After watching a Sarah Bernhardt play, she went backstage to meet the legendary actress. It was then she realized what she wanted to do with her life: become a stage actress.
She went to New York with her mother to launch a theatrical career. After many stops and starts, she saw success by the age of 20 in an Arthur Richman play, Not So Long Ago.
In 1926, she founded the Civic Repertory Theater Company which showcased classics but at reasonable prices.
A year later, she established a free school for actors, The Apprentice Group. Most of these companies were funded by one of her lovers, the gold mine heiress, Alice DeLamar.
Eva Le Gallienne:”Nothing but tragedy”
Throughout her life, Eva Le Gallienne never denied her lesbianism.
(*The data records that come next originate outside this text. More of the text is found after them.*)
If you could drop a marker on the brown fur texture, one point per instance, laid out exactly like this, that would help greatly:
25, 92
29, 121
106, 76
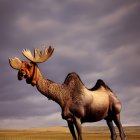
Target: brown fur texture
78, 103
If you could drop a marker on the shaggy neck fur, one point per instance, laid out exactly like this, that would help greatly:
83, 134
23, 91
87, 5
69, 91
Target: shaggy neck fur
53, 91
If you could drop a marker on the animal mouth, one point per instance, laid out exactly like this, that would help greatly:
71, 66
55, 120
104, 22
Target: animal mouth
22, 75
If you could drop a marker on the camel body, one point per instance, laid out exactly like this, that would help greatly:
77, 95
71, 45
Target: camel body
78, 103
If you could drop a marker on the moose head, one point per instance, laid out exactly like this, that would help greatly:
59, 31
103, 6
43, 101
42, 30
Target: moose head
29, 70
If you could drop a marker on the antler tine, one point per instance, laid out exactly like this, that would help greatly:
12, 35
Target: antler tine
39, 56
15, 63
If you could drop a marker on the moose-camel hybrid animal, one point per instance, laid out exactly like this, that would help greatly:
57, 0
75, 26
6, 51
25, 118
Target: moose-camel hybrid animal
79, 104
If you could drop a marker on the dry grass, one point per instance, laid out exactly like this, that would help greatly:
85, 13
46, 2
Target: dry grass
62, 133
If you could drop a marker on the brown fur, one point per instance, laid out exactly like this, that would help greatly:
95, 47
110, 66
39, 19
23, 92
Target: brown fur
77, 102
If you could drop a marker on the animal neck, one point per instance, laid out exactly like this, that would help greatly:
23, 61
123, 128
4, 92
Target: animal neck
51, 90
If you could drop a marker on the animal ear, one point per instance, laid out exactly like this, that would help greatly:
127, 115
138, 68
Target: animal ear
15, 63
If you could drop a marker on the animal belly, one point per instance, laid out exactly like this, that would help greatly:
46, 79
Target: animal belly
95, 114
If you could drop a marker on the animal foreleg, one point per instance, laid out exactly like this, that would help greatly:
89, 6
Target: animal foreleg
71, 128
119, 125
78, 126
112, 129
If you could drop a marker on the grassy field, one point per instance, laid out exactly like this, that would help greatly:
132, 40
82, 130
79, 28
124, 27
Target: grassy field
62, 133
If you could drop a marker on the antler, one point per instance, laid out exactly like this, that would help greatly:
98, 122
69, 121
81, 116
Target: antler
39, 57
15, 63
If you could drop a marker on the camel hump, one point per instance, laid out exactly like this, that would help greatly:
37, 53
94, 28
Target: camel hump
100, 83
73, 78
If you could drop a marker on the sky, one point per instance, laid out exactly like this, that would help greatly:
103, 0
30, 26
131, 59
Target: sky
97, 39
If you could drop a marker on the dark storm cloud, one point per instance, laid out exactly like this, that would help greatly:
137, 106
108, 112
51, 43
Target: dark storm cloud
96, 39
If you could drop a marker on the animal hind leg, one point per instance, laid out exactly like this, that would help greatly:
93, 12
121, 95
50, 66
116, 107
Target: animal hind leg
112, 129
78, 126
117, 121
71, 128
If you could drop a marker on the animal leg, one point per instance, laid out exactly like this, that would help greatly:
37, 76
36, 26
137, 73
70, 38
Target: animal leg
112, 129
116, 119
71, 128
78, 126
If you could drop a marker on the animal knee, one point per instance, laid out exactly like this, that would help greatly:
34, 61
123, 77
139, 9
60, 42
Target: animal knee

One of her earliest relationships was with the Russian actress Alla Nazimova, who was fiercely jealous.
She also had a relationship with Mercedes de Acosta, who was also a lover of the dancer Isadora Duncan.
She became a media target when word got out of her affair with the married actress Josephine Hutchinson.
Hutchinson’s husband had divorced her and pointed at Eva Le Gallienne as the reason for the breakup.
While Hutchinson was willing to be a faithful wife to Eva Le Gallienne, the latter was abusive to her. She wanted to be free to do what she wanted and refused to stay faithful.
At one point, when Eva Le Gallienne met another actress, Marion Evensen, the three of them lived under one roof.
She soon lost Hutchinson, her greatest love. Evensen became her long-time companion, taking care of barnyard and forest animals in her estate.
Still, while Eva Le Gallienne’s lesbianism was an open secret, she had regrets about it.
She reportedly told a neighbour, “If you have any thoughts about being a lesbian, don’t do it. Your life will be nothing but tragedy.”
Eva Le Gallienne died at age of 92 in 1991.